От его движения я опомнилась, смотрю на его склоненную голову и спрашиваю:

— Тебе жарко?

— Нет, я сделал это перед твоими чувствами, Тата.

На площадке у дуба Тассо темно, моя шляпа бросает густую тень на мое лицо, я не сделала ни одного движения…

А ты догадался, милый.

Хотела сегодня присесть за работу и только что расположилась, пришел Старк и утащил меня гулять, а потом к себе.

Я читала себе нотацию: что у меня ничего не сделано, что Люция Песка уедет скоро на гастроли куда-то в Англию, что я переплачиваю деньги натурщикам, но он приходит и говорит с упреком:

— Я жду тебя уже целый час, Тата.

— Посиди, милый, здесь со мной, мне необходимо поработать.

Он садится.

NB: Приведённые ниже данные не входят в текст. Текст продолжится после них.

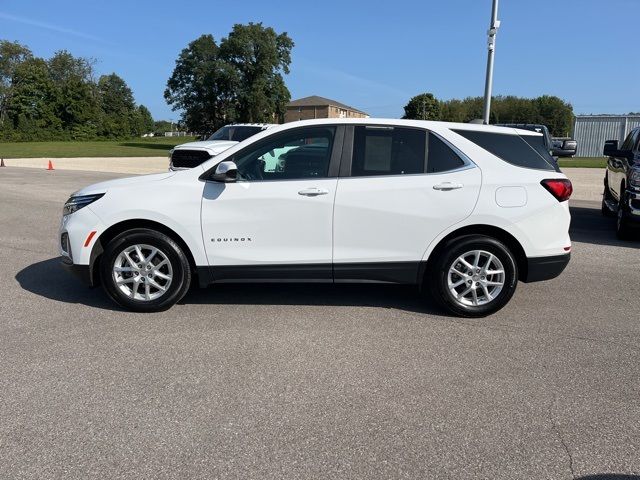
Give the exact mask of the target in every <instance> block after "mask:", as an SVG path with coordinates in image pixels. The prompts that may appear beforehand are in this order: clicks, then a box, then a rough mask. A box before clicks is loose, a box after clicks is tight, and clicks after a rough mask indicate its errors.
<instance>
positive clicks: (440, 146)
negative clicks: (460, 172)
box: [427, 133, 464, 173]
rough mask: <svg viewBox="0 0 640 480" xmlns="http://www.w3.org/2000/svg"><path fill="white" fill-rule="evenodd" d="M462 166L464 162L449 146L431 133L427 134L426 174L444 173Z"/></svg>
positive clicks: (434, 135)
mask: <svg viewBox="0 0 640 480" xmlns="http://www.w3.org/2000/svg"><path fill="white" fill-rule="evenodd" d="M462 166H464V161H463V160H462V159H461V158H460V156H459V155H458V154H457V153H456V152H454V151H453V150H452V149H451V147H449V145H447V144H446V143H444V142H443V141H442V140H440V139H439V138H438V137H437V136H436V135H434V134H433V133H430V134H429V159H428V160H427V173H438V172H446V171H449V170H455V169H456V168H460V167H462Z"/></svg>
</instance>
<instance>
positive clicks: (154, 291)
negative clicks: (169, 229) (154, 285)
mask: <svg viewBox="0 0 640 480" xmlns="http://www.w3.org/2000/svg"><path fill="white" fill-rule="evenodd" d="M135 245H147V246H150V247H154V248H157V249H158V251H159V252H160V255H157V254H156V255H155V256H154V258H151V259H150V261H149V265H150V267H151V268H153V263H154V262H155V263H157V264H159V263H160V262H159V261H158V259H161V258H162V256H164V258H166V260H167V261H168V263H169V264H170V267H169V266H167V265H166V264H165V266H164V267H160V268H163V269H164V268H166V269H168V268H170V269H171V281H170V283H168V286H167V288H166V290H164V291H162V290H160V289H156V288H155V287H152V288H153V290H154V292H155V293H158V294H159V296H158V298H153V299H150V300H145V299H136V298H132V297H131V296H128V295H125V293H124V292H123V291H122V290H121V288H120V287H119V286H118V285H117V284H116V279H115V278H114V276H115V275H117V273H114V266H115V263H116V260H117V259H118V257H119V255H120V254H121V253H122V252H124V251H125V250H127V249H128V248H129V247H132V246H135ZM132 253H133V252H132ZM130 256H132V257H133V259H134V260H135V262H134V263H137V261H138V259H137V256H136V254H135V253H133V255H130ZM148 257H151V255H150V254H148ZM140 265H142V263H141V264H140ZM142 273H143V274H144V273H145V272H144V271H143V272H142ZM160 273H162V272H161V271H160ZM165 274H166V271H165ZM127 275H129V276H132V275H136V274H134V273H131V274H129V273H127ZM142 276H143V277H144V275H142ZM136 278H139V277H136ZM100 279H101V281H102V286H103V288H104V290H105V291H106V292H107V295H109V297H111V299H113V301H114V302H116V303H117V304H118V305H120V306H122V307H124V308H126V309H129V310H133V311H136V312H159V311H162V310H166V309H168V308H170V307H171V306H173V305H174V304H175V303H176V302H178V301H180V299H182V297H184V295H185V294H186V293H187V291H188V289H189V285H190V283H191V268H190V266H189V260H188V258H187V256H186V255H185V253H184V252H183V251H182V248H180V246H179V245H178V244H177V243H176V242H175V241H174V240H173V239H171V238H170V237H168V236H167V235H165V234H163V233H160V232H157V231H155V230H149V229H133V230H127V231H126V232H123V233H121V234H120V235H118V236H117V237H115V238H114V239H113V240H111V241H110V242H109V243H108V245H106V247H105V250H104V253H103V255H102V258H101V261H100ZM144 280H147V279H144ZM155 281H157V282H158V283H156V284H159V283H160V282H167V281H166V280H160V279H159V278H156V279H155ZM135 283H139V282H135ZM165 284H166V283H165ZM141 285H142V284H141ZM137 288H138V287H136V291H137ZM143 288H144V287H143ZM130 290H131V291H132V292H133V287H132V288H130ZM133 294H134V296H135V295H136V293H135V292H133Z"/></svg>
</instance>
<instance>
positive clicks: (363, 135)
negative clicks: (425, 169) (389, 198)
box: [351, 126, 426, 176]
mask: <svg viewBox="0 0 640 480" xmlns="http://www.w3.org/2000/svg"><path fill="white" fill-rule="evenodd" d="M425 147H426V131H424V130H420V129H414V128H391V127H364V126H363V127H355V131H354V139H353V163H352V166H351V175H352V176H367V175H407V174H412V173H424V160H425Z"/></svg>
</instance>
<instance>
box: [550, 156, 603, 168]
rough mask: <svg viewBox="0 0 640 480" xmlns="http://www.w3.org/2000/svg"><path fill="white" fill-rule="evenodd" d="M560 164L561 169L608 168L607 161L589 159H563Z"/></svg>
mask: <svg viewBox="0 0 640 480" xmlns="http://www.w3.org/2000/svg"><path fill="white" fill-rule="evenodd" d="M558 163H559V164H560V168H571V167H576V168H577V167H582V168H605V167H606V166H607V159H606V158H587V157H574V158H561V159H560V160H559V161H558Z"/></svg>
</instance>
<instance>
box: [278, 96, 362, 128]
mask: <svg viewBox="0 0 640 480" xmlns="http://www.w3.org/2000/svg"><path fill="white" fill-rule="evenodd" d="M314 118H369V114H367V113H365V112H361V111H360V110H356V109H355V108H353V107H350V106H348V105H345V104H344V103H340V102H336V101H335V100H331V99H329V98H324V97H318V96H317V95H312V96H311V97H304V98H299V99H298V100H293V101H291V102H289V103H288V104H287V111H286V113H285V115H284V121H285V123H286V122H295V121H298V120H312V119H314Z"/></svg>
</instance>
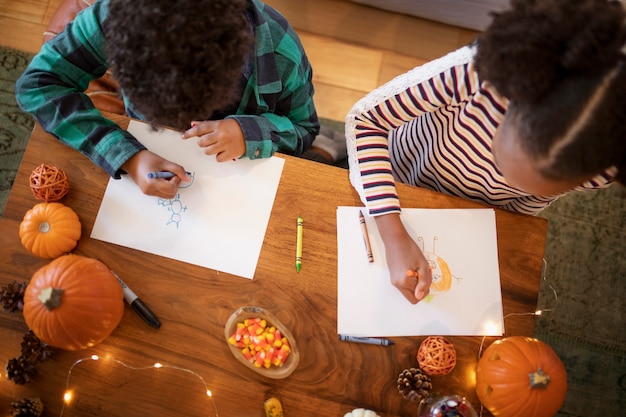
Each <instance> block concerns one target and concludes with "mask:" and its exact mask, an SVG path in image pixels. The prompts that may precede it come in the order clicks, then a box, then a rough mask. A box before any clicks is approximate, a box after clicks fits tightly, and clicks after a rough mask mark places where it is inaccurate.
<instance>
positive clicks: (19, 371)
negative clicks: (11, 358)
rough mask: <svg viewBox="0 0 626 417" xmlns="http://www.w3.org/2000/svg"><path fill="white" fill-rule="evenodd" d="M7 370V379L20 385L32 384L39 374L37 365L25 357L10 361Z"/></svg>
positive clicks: (9, 360) (13, 358)
mask: <svg viewBox="0 0 626 417" xmlns="http://www.w3.org/2000/svg"><path fill="white" fill-rule="evenodd" d="M6 369H7V378H9V379H10V380H11V381H13V382H15V383H16V384H18V385H24V384H26V383H27V382H30V381H31V380H32V379H33V377H34V376H35V374H36V373H37V371H36V370H35V364H33V363H30V362H28V361H27V360H26V358H24V357H23V356H20V357H19V358H13V359H9V361H8V362H7V367H6Z"/></svg>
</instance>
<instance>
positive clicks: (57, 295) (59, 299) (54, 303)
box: [37, 287, 63, 311]
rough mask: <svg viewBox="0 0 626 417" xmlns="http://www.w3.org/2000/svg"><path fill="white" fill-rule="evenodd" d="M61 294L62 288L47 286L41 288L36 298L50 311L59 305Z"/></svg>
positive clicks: (61, 292)
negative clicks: (40, 301) (48, 286)
mask: <svg viewBox="0 0 626 417" xmlns="http://www.w3.org/2000/svg"><path fill="white" fill-rule="evenodd" d="M61 295H63V289H62V288H52V287H48V288H44V289H43V290H41V292H40V293H39V295H38V296H37V298H39V301H41V302H42V304H43V305H44V306H46V308H47V309H48V311H50V310H54V309H55V308H58V307H60V306H61Z"/></svg>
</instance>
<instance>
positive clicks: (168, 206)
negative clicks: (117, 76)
mask: <svg viewBox="0 0 626 417" xmlns="http://www.w3.org/2000/svg"><path fill="white" fill-rule="evenodd" d="M128 131H129V132H131V133H132V134H133V135H134V136H135V137H136V138H137V139H139V141H140V142H141V143H143V144H144V145H145V146H146V147H147V148H148V149H149V150H151V151H153V152H155V153H157V154H159V155H161V156H163V157H164V158H167V159H169V160H170V161H173V162H176V163H179V164H181V165H182V166H183V167H185V169H186V170H187V171H189V172H191V173H192V175H193V177H194V181H193V182H192V183H191V184H190V185H188V186H186V188H180V189H179V193H178V196H177V197H176V198H174V199H171V200H166V199H161V198H158V197H152V196H147V195H145V194H143V193H142V192H141V190H140V189H139V187H138V186H137V185H136V184H135V183H134V182H133V181H132V180H131V179H130V178H128V177H127V176H123V178H122V179H121V180H114V179H110V180H109V184H108V185H107V189H106V192H105V194H104V198H103V199H102V204H101V206H100V210H99V211H98V215H97V217H96V222H95V224H94V227H93V231H92V233H91V237H92V238H94V239H99V240H103V241H106V242H110V243H115V244H118V245H122V246H126V247H129V248H133V249H138V250H141V251H144V252H149V253H153V254H157V255H161V256H164V257H167V258H171V259H177V260H180V261H183V262H187V263H190V264H194V265H199V266H203V267H206V268H211V269H215V270H218V271H222V272H227V273H230V274H233V275H238V276H242V277H245V278H250V279H251V278H253V276H254V271H255V269H256V265H257V262H258V258H259V254H260V252H261V246H262V244H263V239H264V237H265V231H266V229H267V223H268V221H269V217H270V213H271V211H272V206H273V204H274V198H275V196H276V190H277V189H278V183H279V182H280V176H281V173H282V169H283V165H284V160H283V159H282V158H277V157H272V158H268V159H258V160H249V159H247V158H242V159H238V160H236V161H229V162H221V163H219V162H217V161H216V160H215V157H214V156H207V155H205V154H204V153H203V152H202V151H201V150H200V148H199V147H198V145H197V142H196V139H193V138H192V139H189V140H182V139H181V136H182V134H181V133H179V132H175V131H171V130H161V131H158V132H155V131H153V130H152V129H151V128H150V127H149V125H146V124H145V123H141V122H137V121H131V123H130V124H129V126H128Z"/></svg>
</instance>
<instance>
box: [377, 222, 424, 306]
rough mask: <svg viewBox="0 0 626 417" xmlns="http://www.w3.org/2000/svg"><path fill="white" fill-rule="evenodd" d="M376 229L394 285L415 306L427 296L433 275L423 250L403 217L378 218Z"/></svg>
mask: <svg viewBox="0 0 626 417" xmlns="http://www.w3.org/2000/svg"><path fill="white" fill-rule="evenodd" d="M376 226H377V227H378V230H379V232H380V234H381V237H382V238H383V243H384V244H385V255H386V259H387V267H388V268H389V275H390V278H391V283H392V284H393V285H394V286H395V287H396V288H398V289H399V290H400V292H401V293H402V295H404V297H405V298H406V299H407V300H409V302H411V303H412V304H416V303H418V302H419V301H421V300H423V299H424V297H426V296H427V295H428V291H429V289H430V284H431V282H432V279H433V278H432V271H431V269H430V267H429V265H428V261H427V260H426V258H425V257H424V254H423V253H422V251H421V249H420V248H419V247H418V246H417V244H416V243H415V241H414V240H413V239H412V238H411V236H410V235H409V234H408V232H407V231H406V229H405V228H404V225H403V224H402V221H401V220H400V215H398V214H395V213H394V214H386V215H383V216H379V217H376Z"/></svg>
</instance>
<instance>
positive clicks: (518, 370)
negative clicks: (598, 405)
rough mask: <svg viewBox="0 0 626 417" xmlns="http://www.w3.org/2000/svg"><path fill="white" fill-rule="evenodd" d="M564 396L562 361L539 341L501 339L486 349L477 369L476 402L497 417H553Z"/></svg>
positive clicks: (510, 339) (565, 386)
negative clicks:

Мы болтаем, но я вижу его глаза, слышу его голос, моя страсть начинает охватывать меня — я бросаю кисть и говорю;

— Пойдем гулять.

Мы уезжаем за город и там, прижавшись друг к другу, медленно ходим между кустами осенних цветов, полные страсти, и говорим друг другу речи, от которых кружится голова, темнеет в глазах.

Необходимо написать домой толковое письмо. Я здесь уже три недели, а отделываюсь открытками — пишу, что страшно занята, что подробности письмом.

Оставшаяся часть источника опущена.